Anyway, the Stove pointed out that basically Sookie's entire life, when she's not getting off and getting high on her boyfriend's bodily fluids, or finding dead bodies or naked dog-people or the rest of things she's always finding at bad times, is this here now: sitting at the kitchen table in a morose sideways evening light, listening to oldies and feeling sad. Finally she pulls it together and goes into Gran's room for the first time in almost a month. Suddenly it is quiet. She walks carefully. There's a glass of water on the nightstand, the bed is unmade; she can hear Adele's spirituals, beautiful songs about salvation. She picks up her Gran's knitting from the comfy chair, and she smells it.

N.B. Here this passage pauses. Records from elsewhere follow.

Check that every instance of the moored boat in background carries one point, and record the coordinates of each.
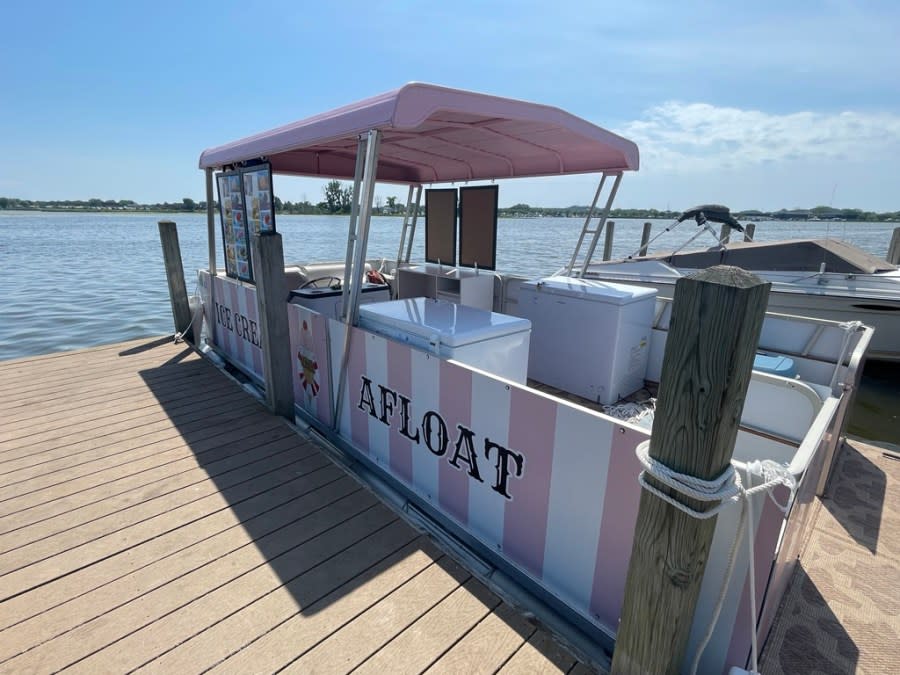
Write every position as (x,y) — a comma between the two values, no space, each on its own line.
(824,278)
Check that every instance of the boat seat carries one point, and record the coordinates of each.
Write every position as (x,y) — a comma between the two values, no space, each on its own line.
(297,275)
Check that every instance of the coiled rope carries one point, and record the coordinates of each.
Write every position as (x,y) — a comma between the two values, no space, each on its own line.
(726,489)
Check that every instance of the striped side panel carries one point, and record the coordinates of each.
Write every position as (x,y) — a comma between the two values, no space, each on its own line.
(250,310)
(357,418)
(426,387)
(582,448)
(399,368)
(620,507)
(490,422)
(532,429)
(376,369)
(455,408)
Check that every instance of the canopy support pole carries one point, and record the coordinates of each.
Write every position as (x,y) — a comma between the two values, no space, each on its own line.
(210,223)
(364,196)
(412,231)
(211,244)
(352,236)
(409,230)
(404,230)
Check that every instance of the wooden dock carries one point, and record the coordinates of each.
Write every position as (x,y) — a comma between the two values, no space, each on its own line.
(155,517)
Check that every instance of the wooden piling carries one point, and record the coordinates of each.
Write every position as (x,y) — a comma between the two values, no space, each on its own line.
(716,322)
(271,301)
(607,243)
(645,238)
(893,256)
(749,231)
(181,311)
(724,234)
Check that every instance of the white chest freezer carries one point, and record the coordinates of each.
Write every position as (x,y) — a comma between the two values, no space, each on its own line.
(495,343)
(328,301)
(590,338)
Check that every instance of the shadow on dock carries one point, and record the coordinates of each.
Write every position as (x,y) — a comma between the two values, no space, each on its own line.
(841,612)
(326,563)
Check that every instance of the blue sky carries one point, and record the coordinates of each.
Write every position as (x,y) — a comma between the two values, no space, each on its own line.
(763,104)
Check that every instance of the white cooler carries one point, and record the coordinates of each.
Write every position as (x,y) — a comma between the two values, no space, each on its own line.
(495,343)
(590,338)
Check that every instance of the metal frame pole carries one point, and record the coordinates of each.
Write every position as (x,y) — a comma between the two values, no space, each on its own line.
(403,232)
(352,238)
(365,218)
(412,230)
(210,223)
(351,312)
(603,216)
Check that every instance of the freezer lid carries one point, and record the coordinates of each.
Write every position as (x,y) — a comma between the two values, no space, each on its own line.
(455,325)
(590,289)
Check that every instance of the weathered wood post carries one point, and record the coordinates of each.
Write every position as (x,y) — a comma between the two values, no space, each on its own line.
(607,243)
(749,231)
(715,327)
(724,234)
(645,238)
(893,256)
(181,311)
(271,301)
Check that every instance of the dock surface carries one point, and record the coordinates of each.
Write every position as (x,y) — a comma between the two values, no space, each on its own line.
(155,517)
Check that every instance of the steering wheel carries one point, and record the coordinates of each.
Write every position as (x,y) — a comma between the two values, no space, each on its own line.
(329,282)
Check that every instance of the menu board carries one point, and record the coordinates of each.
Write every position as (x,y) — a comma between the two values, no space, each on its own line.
(258,198)
(235,233)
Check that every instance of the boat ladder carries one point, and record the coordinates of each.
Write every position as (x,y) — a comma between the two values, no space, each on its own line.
(580,261)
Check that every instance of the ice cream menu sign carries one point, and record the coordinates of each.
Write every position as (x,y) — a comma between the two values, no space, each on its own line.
(235,234)
(258,198)
(246,207)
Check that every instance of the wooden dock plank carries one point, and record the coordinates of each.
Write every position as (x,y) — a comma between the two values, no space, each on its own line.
(488,645)
(353,643)
(540,655)
(89,459)
(163,493)
(218,533)
(30,503)
(270,633)
(421,644)
(154,516)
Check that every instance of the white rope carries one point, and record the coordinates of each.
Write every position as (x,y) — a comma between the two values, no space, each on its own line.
(726,489)
(631,411)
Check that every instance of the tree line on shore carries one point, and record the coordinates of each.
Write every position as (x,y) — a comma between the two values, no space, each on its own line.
(337,200)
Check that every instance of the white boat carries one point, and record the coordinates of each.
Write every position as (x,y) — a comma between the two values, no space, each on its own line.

And within the hour, she's gathering the jewelry and pieces of her grandmother's life together, deciding what to KEEP and what goes to GOODWILL, and she's randomly cut her finger and is sucking on the blood when the doorbell rings. Long story short, it's Sid Matt Lancaster, the lawyer, who has arrived to inform her that Great-Uncle Bartlett has passed on. Bartlett, who found a girl already unable to speak, and took away her voice. Bartlett, who chased Hadley into the arms of death, and madness, and royalty. Sookie's unable to deal with any of this, and as usual can't produce anything like an appropriate affect, so he just assumes she's grieving: Bartlett was, to Sid Matt Lancaster, a kind, giving man. Sid Matt Lancaster was proud to call him friend. But is this because Sid Matt Lancaster is an idiot, or a conspirator? Or is it possibly because people are larger than even their greatest sins?